Les produits bio de plus en plus “tendance” en Europe de l’Est (MAGAZINE)

BUCAREST, 10 sept 2009 (AFP) – Des cafés et restaurants bio qui ouvrent en Roumanie et en Bulgarie, des marchés bio qui fleurissent en Hongrie, des rayons bio incontournables dans les supermarchés polonais: l’Europe de l’Est est à son tour saisie par la mode des aliments sans pesticides ni conservateurs.

“La tendance générale montre une hausse des ventes de produits bio dans les pays de l’ex-bloc communiste. De nombreux magasins et des chaînes de supermarchés spécialisées ont récemment ouvert dans cette région”, a déclaré à l’AFP Amarjit Sahota, directeur de recherche du bureau d’étude britannique Organic monitor.

La hausse du niveau de vie, pour certaines catégories, et un intérêt croissant pour des modes d’existence plus sains –comme en témoigne l’apparition de pages “vertes” et “santé” dans les journaux– expliquent cette tendance, relèvent des experts interrogés par l’AFP.

“En Roumanie, il y a eu une fascination pour McDonalds et Coca-Cola après la Révolution et les pénuries du communisme mais les gens commencent lentement à revenir vers le bio”, estime Marian Cioceanu, président de l’association Bio Romania. Même le métropolite orthodoxe de Transylvanie s’est converti au bio, souligne-t-il.

Certes, l’Europe de l’Est demeure un “petit Poucet” pour la consommation de ces aliments: 60 millions d’euros de chiffre d’affaires en 2007, soit 0,3% du marché européen alors évalué à 20 milliards d’euros, selon la dernière étude exhaustive d’Organic monitor.

Les produits bio ne représentent actuellement que 1% des aliments commercialisés en Roumanie et en Bulgarie, selon les ministères de ces pays, la consommation se concentrant dans les capitales.

La croissance est toutefois très soutenue, même en temps de crise.

Les ventes de produits bio dans les 21 magasins de Carrefour en Roumanie ont été multipliées par 15 à 20 au premier semestre 2009 par rapport à la même période de 2008, a indiqué à l’AFP la directrice marketing du groupe à Bucarest, Andreea Mihai.

En Pologne, “depuis un an, le nombre de nos clients a augmenté de 200-300%”, a déclaré à l’AFP Beata Mioduszewska du magasin écologique en ligne Ecolive.pl. “Notre branche d’activité n’a pas du tout ressenti la crise, même si les prix plus élevés des produits bio restent une barrière importante pour les Polonais”, a-t-elle ajouté.

A Sofia ou dans la ville roumaine de Cluj, des boutiques spécialisées dans les produits bio ont ouvert en 2009 un café pour l’une et un restaurant 100% bio pour l’autre.

En Hongrie, l’association Biokultura aide à la création de marchés bio qu’elle répertorie sur son site internet, donnant même le prix des légumes.

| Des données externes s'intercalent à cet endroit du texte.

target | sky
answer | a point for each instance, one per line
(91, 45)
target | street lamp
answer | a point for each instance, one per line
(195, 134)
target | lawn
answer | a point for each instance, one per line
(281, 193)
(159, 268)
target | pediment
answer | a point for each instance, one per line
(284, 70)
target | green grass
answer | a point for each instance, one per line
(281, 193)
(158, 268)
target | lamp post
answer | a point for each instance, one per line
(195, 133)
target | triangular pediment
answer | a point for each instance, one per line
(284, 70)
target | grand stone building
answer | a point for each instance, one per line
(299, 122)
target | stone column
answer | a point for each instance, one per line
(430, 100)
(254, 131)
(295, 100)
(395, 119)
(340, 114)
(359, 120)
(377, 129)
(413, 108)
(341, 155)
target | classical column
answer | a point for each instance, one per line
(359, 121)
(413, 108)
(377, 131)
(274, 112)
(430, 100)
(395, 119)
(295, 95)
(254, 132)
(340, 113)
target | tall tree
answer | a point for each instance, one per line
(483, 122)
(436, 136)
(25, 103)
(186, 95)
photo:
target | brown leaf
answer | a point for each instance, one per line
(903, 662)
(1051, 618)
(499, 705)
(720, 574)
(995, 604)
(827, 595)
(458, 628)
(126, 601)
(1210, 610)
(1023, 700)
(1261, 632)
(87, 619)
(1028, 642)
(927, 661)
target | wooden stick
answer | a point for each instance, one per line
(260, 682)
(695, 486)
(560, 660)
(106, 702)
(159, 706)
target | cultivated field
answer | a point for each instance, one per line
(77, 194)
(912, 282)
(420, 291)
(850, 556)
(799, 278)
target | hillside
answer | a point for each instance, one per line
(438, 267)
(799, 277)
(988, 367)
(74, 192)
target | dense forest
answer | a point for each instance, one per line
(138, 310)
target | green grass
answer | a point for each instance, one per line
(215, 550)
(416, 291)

Bio-Romania mène de son côté campagne pour que l’Etat roumain s’approvisionne bio pour les cantines des institutions publiques.

Le coût des produits demeure un frein dans des pays comme la Roumanie où le salaire moyen est de 325 euros. Un litre de jus de pomme bio coûte deux fois plus cher (3,3 euros) que le même jus “classique” (1,2 à 1,7 EUR). En Pologne, les produits bio coûtent de 30% (fruits et légumes) à 300% plus cher (oeufs, fromage) et en Bulgarie de 30 à 50% de plus que les denrées non certifiées, selon l’enquête de l’AFP.

Des écarts creusés par un long circuit du producteur au consommateur.

Si les pays de l’ex-bloc communiste disposent de grandes surfaces cultivées en agriculture biologique –maïs, blé, fruits, légumes–, la transformation se fait en Europe de l’ouest. Les confitures, céréales de petit déjeuner ou farine bio sont ensuite réexportés vers l’Europe de l’Est où elles constituent le gros des produits bio dans les rayons.

Un processus peu écologique, relève M. Sahota, au regard de l’empreinte carbone.